Eight years of teaching, of patience, of moulding a team around him, were blown away in 326 words, but this was not about the depth, or lack of depth, of Robin van Persie's argument. This was Wenger's leader turning his sword on his king. Wenger has doted on Van Persie, he has built a side to suit him, his devotion perhaps best highlighted in the antithesis that was the Netherlands team during the European Championship. Then the forward found out what it was like not to be the fulcrum.

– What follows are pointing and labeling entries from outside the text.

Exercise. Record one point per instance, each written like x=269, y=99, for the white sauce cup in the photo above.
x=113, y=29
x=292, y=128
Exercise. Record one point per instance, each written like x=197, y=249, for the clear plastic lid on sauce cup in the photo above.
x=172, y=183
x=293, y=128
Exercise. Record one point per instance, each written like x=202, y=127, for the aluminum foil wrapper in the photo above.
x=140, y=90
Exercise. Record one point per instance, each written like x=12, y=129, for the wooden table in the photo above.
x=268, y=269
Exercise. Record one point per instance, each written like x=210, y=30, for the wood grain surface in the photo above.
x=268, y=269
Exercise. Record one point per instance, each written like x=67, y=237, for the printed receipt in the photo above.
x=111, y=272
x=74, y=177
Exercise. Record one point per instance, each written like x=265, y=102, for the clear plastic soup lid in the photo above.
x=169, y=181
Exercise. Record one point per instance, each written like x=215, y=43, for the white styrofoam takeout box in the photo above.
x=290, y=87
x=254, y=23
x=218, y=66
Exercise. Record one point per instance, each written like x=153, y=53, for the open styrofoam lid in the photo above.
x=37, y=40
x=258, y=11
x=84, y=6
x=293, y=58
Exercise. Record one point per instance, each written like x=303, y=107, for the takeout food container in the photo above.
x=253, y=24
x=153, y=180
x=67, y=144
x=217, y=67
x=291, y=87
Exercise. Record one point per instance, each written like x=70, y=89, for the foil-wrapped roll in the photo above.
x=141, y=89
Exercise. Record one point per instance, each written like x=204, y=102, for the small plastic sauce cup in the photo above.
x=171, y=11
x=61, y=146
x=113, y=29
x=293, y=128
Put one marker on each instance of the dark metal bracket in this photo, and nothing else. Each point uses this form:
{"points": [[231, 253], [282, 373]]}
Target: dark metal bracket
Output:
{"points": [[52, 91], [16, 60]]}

He was a shadow of the Premier League force, aside from one fine strike, via his wrong foot.
This will be the summer he wrong-footed Wenger too, and the fallout from that will take time to come to fruition, but the island where the Arsenal manager sometimes finds himself will seem a more lonely place this morning.
Van Persie will not move to a new club, most likely Manchester City, possibly Juventus, for less than the £130,000-a-week package that Arsenal had put together, but then the astronomical nature of the figures are not of Van Persie's making, and in his prime, he could hardly be expected to leave for less, with 12 months remaining on his contract. His is the position you wish for in negotiations.
But the acidity of the attack, not the sustained nature of it, on Wenger and Ivan Gazidis, the club's chief executive, was about ambition and the chronic lack of it that Van Persie now sees as central to the philosophy (that word again) which dominates the thinking of the key figures at the Emirates Stadium. That Gazidis was on holiday at the time of the announcement and that this fact was mentioned directly by Van Persie should also not be overlooked here. Wenger was still called "the boss" in the statement, whereas the chief executive was effectively belittled.
Only the most optimistic of thinkers can have thought Van Persie would watch Cesc Fabregas, Samir Nasri and Gaël Clichy leave in the last year without beginning to ask questions about ambition and the apparent ceiling on it that went up with the building of Arsenal's new ground.
Much has been made of Wenger's comments about finishing fourth in the Premier League, and how it now betters winning the FA Cup or the League Cup. That is usually picked up by those from England, but Van Persie is not. As a Dutch player with ambition, a manager's desire to finish fourth can hardly have inspired long-term hope. And with a backdrop of the continued drip, drip of genuine talent leaving, this mess, for that is what it now is, points a more damning finger at those who run Arsenal Football Club. Footballers sense the direction of a club. Arsenal have not given the suggestion of being one who even want to challenge Manchester City, where they were already talking of building something to win the Champions League after a title victory that has been out of the reach of anyone in the red and white of Arsenal since 2004.
Van Persie is 29 next month. That is not a young age for a central striker who has suffered injury problems in his past. In the past two seasons he has scored 48 Premier League goals from his 63 games. Mario Balotelli has managed 19 from 40 games. But then Balotelli is 21 years of age and has his career in front of him. He matched Van Persie's achievements (a sole FA Cup victory) in his first year at the Etihad Stadium. Now he has a Premier League title winner's medal.
Van Persie does not, and the damning conclusion he emphatically announced yesterday, was that he felt he never would have if he had stayed at Arsenal.